Raanjhanaa AI ‘Robo-boot’—feels like a theft of a warm story 961207

Eros offered a measured clarification, describing the AI-altered ending as a “lawful and creative reinterpretation, not a replacement.” They assured audiences that the original Raanjhanaa remains untouched and continues to be available across all platforms. What has been released is Ambikapathy, the Tamil version, reimagined with the help of AI, meant specifically for a different linguistic and cultural audience. Eros framed this as part of a well-established cinematic tradition, including alternate cuts, regional adaptations, and anniversary editions that offer fresh perspectives while preserving the original. And while that reasoning holds weight from a creative and legal standpoint, it opens up a deeper conversation. Even if the intent isn’t to erase the past, we are entering a space where reinterpretation could slowly blur the emotional integrity of stories that were once whole.

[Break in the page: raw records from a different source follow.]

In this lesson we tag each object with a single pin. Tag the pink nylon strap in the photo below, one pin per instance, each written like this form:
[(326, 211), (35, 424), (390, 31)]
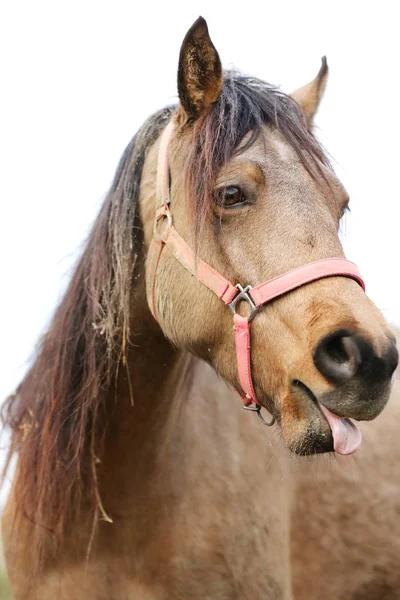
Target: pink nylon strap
[(319, 269), (243, 357), (217, 283)]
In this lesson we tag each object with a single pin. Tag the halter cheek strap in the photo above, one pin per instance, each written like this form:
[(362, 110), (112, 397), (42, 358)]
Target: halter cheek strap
[(165, 234)]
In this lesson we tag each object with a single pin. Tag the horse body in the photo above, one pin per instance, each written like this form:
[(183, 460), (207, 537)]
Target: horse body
[(207, 503), (139, 476)]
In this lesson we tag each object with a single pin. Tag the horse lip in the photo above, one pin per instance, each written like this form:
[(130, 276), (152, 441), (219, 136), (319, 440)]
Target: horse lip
[(317, 402), (299, 384)]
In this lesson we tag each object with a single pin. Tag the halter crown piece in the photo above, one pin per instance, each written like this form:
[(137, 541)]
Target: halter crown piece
[(230, 294)]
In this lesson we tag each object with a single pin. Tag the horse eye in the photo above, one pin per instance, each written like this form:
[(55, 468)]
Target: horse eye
[(230, 196)]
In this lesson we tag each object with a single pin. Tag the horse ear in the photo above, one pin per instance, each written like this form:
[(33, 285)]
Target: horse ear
[(309, 96), (199, 72)]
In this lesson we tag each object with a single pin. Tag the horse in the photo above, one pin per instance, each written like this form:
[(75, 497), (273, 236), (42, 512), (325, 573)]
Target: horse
[(213, 276)]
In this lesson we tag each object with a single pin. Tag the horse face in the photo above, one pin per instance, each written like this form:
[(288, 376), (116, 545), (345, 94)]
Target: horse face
[(322, 354)]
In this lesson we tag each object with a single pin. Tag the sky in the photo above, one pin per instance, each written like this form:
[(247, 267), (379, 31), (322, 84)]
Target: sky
[(79, 78)]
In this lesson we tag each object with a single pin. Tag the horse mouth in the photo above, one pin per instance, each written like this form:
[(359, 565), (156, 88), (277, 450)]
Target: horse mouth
[(326, 431)]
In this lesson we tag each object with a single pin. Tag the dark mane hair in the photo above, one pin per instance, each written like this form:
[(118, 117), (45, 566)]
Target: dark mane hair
[(55, 415), (245, 105)]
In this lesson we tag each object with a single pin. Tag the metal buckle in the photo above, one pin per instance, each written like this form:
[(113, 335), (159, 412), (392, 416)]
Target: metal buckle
[(243, 295), (257, 408), (162, 213)]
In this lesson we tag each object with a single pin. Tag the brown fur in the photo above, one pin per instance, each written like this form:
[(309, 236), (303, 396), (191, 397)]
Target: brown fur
[(204, 501)]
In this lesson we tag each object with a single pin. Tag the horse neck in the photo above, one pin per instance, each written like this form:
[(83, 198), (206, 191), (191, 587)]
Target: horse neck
[(142, 409)]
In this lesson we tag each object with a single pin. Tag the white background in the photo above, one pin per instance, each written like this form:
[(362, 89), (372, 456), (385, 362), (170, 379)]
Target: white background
[(78, 79)]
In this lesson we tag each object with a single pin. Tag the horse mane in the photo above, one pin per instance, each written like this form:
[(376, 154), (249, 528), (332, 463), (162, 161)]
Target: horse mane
[(55, 416)]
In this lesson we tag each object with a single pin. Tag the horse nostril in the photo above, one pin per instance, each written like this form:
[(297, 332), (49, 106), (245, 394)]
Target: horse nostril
[(338, 356), (343, 354)]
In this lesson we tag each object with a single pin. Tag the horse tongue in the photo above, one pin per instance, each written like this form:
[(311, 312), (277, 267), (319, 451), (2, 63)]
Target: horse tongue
[(346, 435)]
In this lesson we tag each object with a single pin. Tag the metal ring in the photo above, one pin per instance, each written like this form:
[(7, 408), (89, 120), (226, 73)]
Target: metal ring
[(243, 295), (257, 409), (162, 213)]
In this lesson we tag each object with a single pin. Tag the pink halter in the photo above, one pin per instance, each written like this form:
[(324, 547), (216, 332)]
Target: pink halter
[(217, 283)]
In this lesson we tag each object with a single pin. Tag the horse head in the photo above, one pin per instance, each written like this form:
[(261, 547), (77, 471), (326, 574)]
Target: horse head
[(254, 196)]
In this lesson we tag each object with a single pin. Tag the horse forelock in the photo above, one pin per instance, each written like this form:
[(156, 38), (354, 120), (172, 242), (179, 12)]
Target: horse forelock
[(244, 107)]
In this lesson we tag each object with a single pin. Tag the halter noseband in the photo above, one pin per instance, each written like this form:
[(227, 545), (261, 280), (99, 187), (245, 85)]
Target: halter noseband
[(230, 294)]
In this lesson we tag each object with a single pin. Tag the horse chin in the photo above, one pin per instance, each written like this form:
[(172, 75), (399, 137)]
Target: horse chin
[(309, 427), (305, 430)]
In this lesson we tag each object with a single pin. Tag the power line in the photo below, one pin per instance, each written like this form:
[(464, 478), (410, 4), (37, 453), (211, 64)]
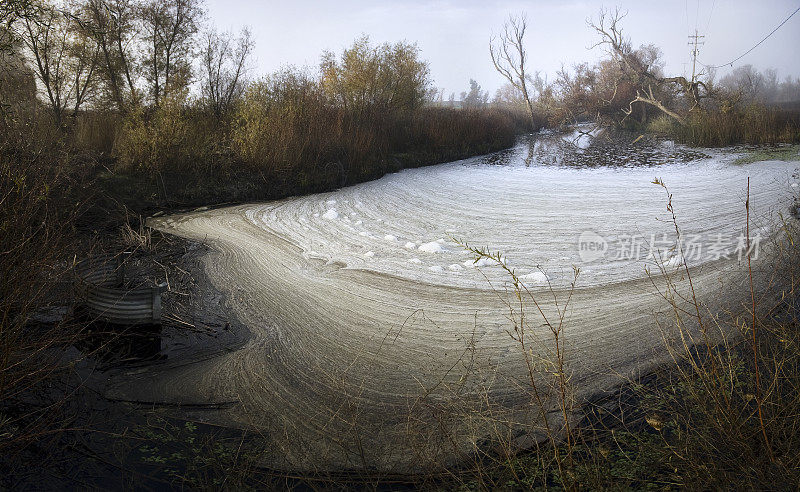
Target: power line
[(757, 44), (711, 14)]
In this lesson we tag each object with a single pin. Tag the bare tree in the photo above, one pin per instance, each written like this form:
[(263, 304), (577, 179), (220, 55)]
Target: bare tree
[(509, 57), (637, 63), (224, 66), (63, 63)]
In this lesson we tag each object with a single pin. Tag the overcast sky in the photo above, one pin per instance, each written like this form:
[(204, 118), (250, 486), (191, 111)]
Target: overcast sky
[(453, 35)]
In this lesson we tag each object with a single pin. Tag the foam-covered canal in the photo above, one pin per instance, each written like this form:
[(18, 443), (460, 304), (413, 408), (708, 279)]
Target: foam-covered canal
[(377, 340)]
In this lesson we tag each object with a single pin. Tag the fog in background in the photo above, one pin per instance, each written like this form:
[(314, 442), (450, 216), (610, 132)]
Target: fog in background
[(453, 35)]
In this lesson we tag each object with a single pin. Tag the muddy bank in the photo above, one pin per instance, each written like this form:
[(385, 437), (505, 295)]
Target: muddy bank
[(361, 360)]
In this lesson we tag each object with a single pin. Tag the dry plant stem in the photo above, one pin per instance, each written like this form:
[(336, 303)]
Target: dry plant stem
[(555, 329), (767, 445)]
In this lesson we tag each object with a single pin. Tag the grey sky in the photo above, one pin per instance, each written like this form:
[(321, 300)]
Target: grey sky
[(453, 36)]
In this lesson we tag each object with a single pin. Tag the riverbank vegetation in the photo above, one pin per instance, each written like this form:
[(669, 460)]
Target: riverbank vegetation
[(628, 89)]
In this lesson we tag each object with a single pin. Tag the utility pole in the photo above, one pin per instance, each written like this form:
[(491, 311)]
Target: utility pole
[(694, 43)]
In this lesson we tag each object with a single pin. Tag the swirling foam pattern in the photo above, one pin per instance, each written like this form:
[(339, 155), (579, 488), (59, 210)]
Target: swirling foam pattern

Now, the challenge before us is not to reject AI outright—that battle has already been lost, but to find ways to limit its reach, to use it wisely and deliberately. AI can be a powerful tool, but it must be guided by human intelligence and empathy. It should serve as an extension of our creativity, not its replacement. Without careful boundaries, we risk allowing technology to rewrite not just stories, but the very emotions that give them meaning.

There are some stories you just don’t mess with, like your grandma’s secret recipe or that one song you cry to in the shower. Raanjhanaa is one of those stories. Polishing its rough edges with AI might make it sparkle, but it also turns heartbreak into heartbreakingly bland. If we keep letting machines rewrite our pain, soon we’ll have perfectly edited sob stories with all the emotion sucked out, like trying to cry but your tears got stuck buffering. So yeah, AI can help us out, but some scars need to stay raw, some endings need to sting, and some films need to remind us that life isn’t always neat, tidy, or spoiler-free. Otherwise, what’s the point?